2012: Chinese GP: FP1 + FP2

Free Practice 1

The first practice session for this weekend’s Chinese GP at the Shanghai International circuit started with damp conditions. Heikki Kovalainen was the first man out on track followed by Giedo van der Garde, the team’s reserve driver, and Sauber’s Kamui Kobayashi. Van der Garde was not the only test driver out on track as Valtteri Bottas and Jules Bianchi were also out for Williams and Force India respectively. Bruno Senna and Paul di Resta sat out the morning session before returning in the afternoon. A number of teams have brought updates for this weekend including Red Bull who are running different exhaust layouts on their cars, McLaren had modified front and rear wings and a new floor, while Ferrari have brought five new updates which they hope will move them a step closer to the leading teams. HRT have made “small” adjustments to their cars, Caterham have a new engine cover and floor, while the Lotus team hope their new parts will give the team up to two tenths of a second. Mercedes once again faced protest from Lotus about the legality of their ‘f duct’ type device, however it was again deemed to be legal by the FIA.

Drivers spent the first half of the session completing system checks and installation laps and just after light rain started to fall it was Mark Webber who set the first fastest lap time of a 1:40.647 and after that times started to fall as more drivers ventured out.

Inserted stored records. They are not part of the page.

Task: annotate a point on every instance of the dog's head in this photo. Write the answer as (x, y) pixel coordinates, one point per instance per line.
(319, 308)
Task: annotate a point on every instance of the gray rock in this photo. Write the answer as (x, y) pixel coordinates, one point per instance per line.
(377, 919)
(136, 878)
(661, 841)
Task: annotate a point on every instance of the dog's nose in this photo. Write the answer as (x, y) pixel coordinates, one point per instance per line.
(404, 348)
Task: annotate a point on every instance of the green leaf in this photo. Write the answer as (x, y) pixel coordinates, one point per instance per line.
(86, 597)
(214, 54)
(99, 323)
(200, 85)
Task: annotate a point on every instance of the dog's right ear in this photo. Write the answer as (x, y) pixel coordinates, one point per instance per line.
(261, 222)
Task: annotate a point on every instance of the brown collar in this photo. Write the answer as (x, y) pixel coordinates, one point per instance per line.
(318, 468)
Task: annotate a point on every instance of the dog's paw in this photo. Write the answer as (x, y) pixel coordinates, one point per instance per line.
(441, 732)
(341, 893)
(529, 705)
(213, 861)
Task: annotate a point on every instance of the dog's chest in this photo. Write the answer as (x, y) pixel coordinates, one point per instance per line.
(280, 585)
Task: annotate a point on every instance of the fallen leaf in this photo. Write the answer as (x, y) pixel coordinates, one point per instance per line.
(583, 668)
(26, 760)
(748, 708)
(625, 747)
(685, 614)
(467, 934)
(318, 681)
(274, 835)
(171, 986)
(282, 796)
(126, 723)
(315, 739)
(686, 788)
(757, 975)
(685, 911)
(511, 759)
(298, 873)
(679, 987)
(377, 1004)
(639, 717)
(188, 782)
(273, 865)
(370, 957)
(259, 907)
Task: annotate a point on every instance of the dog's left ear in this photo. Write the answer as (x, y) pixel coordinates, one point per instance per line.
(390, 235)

Felipe Massa appeared to struggle to get heat into his tyres as he locked up, while team-mate Fernando Alonso waited until the closing stages of the session before setting a lap time as the track conditions improved. Both McLaren drivers did the same. Kimi Räikkönen had DRS problems throughout and the team chose to cut short his session and he finished at the bottom of the times. As the track continued to dry the Mercedes of Michael Schumacher went fastest before losing out to both his team-mate and Lewis Hamilton, who went over a second faster. Hamilton will face a five place grid drop after the team change his gearbox which has developed a fault.

Free Practice 2

The second practice session started in drier conditions albeit still cold. Heikki Kovalainen was once again first out on track followed by Narain Karthikeyan and Bruno Senna, who took over from test driver Valtteri Bottas. As the first practice session had taken place in difficult conditions, drivers wasted no time in getting out on track to set lap times. Sergio Perez, who claimed a surprise podium in Malaysia, was the first man to set a time with a 1:38.785. A number of drivers, including Felipe Massa, Perez and Lewis Hamilton, struggled with braking as they locked up heavily and flat-spotted their tyres. Massa was also receiving tips from his race engineer, Rob Smedley, as he was advised that Fernando Alonso was not braking at Turn 3.  Paul di Resta spun on the pit straight with other drivers such as Kovalainen going wide at the same place. Timo Glock’s session came to a premature end as his nose fell off and he had a heavy side on impact with the barriers. He initially complained of hand pain but is thankfully alright. It was an incident similar to Sebastian Buemi’s in 2010 when the Swiss driver’s front suspension broke and both wheels came completely free.

Daniel Ricciardo complained to his engineers that his steering was heavy, to which they replied that it would take about three months to fix, but he still ended the session in twelfth. Kamui Kobayashi had a slide in his Sauber, which would not have done his tyres any favours while Kimi Räikkönen got onto the wet astro turf but was able to control his car and stay on track. After he returned to the pits he spent a lengthy period of time sat in his car awaiting further instruction from the team. The Red Bull duo of Sebastian Vettel and Mark Webber lapped at the front until Hamilton got himself in between the pair after going fastest in the first two sectors but losing out in the third sector. In the latter stages of the session drivers focused on long runs as they fuelled up the cars. In the end it was Michael Schumacher who topped the times, ahead of morning pacesetter Lewis Hamilton.